Mais mercredi, le Heysel a surtout applaudi ses deux chouchous. Sortis tous les deux sous une ovation, Eden et KDB ont été très bons, portant la Belgique vers son plus large succès depuis mars 2021 (8-0 contre l’Estonie). Face à la 26e nation mondiale cette fois. Une remarque quasi habituelle ces derniers mois avec le joueur de Manchester City mais beaucoup plus rare avec celui du Real Madrid.

Enfin de l’espoir pour Hazard

Heureusement, les signes sont enfin encourageants pour Hazard. Qu’il s’estime lui-même "à 80% de ses possibilités" offre de belles perspectives, avec une préparation au Real cet été et, espérons-le, du temps de jeu jusqu’à la mi-novembre et le début de la Coupe du monde.

Mercredi, il était déjà bien plus impliqué dans le jeu que contre les Néerlandais. Peut-être parce que les Polonais étaient moins forts mais aussi parce que l’accumulation de temps de jeu lui fait du bien. "On va impliquer Eden dans les quatre matchs. On n’était qu’au deuxième bloc de travail", précise Roberto Martinez. On se réjouit de voir si la montée en puissance va se confirmer. Et coller à celle de KDB, le meilleur milieu de terrain du monde cette saison.

Une relation directe à travailler encore

Contre la Pologne, ils n’ont pas arrêté de se chercher. Hazard a combiné une fois sur deux avec De Bruyne (13 sur 30) en 66 minutes ensemble sur la pelouse. En une mi-temps contre les Pays-Bas, on n’avait vu que… deux combinaisons entre les deux stars.

La différence s’explique aussi par leur position moyenne sur le terrain. Contre les Oranje, Hazard jouait très bas, à gauche de De Bruyne sur le haut du rond central. Face aux Polonais, KDB était toujours à la même place mais Eden jouait 20 mètres plus haut, ce qui facilite leur relation technique.

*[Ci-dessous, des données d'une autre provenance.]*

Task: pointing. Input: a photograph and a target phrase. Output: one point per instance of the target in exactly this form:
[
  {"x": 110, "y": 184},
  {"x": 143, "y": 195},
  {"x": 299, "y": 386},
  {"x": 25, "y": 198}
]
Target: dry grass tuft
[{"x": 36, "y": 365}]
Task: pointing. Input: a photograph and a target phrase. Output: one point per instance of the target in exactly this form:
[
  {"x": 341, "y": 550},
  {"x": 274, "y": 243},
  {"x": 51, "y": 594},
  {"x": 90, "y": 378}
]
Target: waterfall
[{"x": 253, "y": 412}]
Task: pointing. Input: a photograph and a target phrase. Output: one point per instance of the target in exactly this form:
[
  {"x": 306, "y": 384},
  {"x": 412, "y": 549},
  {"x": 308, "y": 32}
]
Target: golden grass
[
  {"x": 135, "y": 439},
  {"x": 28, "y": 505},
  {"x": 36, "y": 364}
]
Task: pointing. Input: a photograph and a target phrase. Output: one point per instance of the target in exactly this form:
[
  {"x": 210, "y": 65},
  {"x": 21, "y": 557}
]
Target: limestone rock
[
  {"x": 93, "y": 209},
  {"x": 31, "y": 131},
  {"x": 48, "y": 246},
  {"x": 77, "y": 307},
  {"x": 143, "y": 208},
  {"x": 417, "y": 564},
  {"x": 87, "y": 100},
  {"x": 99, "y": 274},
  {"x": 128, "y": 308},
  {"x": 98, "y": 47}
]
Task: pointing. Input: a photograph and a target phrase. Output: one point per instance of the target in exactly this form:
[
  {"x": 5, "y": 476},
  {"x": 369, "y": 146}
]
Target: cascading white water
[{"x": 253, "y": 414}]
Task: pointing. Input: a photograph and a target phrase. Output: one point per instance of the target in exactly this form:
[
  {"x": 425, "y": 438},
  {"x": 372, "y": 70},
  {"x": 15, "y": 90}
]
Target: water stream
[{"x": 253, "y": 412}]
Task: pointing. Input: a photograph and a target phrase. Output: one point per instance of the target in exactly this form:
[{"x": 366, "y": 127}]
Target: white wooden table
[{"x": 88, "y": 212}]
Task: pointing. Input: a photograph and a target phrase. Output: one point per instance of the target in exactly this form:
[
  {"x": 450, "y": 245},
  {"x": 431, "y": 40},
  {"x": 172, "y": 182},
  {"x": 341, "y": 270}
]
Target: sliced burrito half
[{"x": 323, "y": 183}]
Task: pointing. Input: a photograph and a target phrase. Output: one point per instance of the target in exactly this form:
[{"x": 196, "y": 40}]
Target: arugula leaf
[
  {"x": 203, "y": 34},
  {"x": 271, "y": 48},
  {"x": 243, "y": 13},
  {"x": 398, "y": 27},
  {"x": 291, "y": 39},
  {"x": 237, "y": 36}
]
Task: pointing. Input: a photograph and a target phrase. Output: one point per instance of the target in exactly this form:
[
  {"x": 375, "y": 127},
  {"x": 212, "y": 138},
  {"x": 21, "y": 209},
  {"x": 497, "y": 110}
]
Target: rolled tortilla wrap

Le circuit des Diables était très clair: Tielemans et Witsel cherchaient au plus vite la rampe de lancement De Bruyne qui choisissait souvent la possibilité Hazard devant lui. C’est ce qui est arrivé sur le deuxième but belge, avec KDB qui a poursuivi son effort pour recevoir la passe décisive d’Eden.

Depuis le début de l’ère Martinez il y a six ans, ce n’était que la quatrième fois qu’un but des Diable était fabriqué entièrement par De Bruyne et Hazard (après un contre l’Angleterre en 2018, un contre la Russie en 2019 et un contre le Danemark en 2021). Ce qui prouve que la complicité sur la pelouse entre les deux joueurs peut encore s’améliorer. C’est l’une des missions de l’adjoint Thierry Henry qui avait longtemps eu le même souci avec Zinédine Zidane chez les Bleus.

Vite remettre Lukaku dans l’équation

Le duo est normalement un trio offensif avec l’avant-centre. Mais contre la Pologne, Michy Batshuayi était invisible dans les combinaisons. Avec une stat aberrante: l’attaquant n’a réussi que cinq passes en 85 minutes! Romelu Lukaku en était à quatre contre les Pays-Bas vendredi avant de sortir blessé au bout de… 26 minutes. Le retour de Big Rom est donc vivement souhaité pour varier les plaisirs et éviter que l’adversaire ne s’organise prioritairement pour couper le circuit KDB/Eden.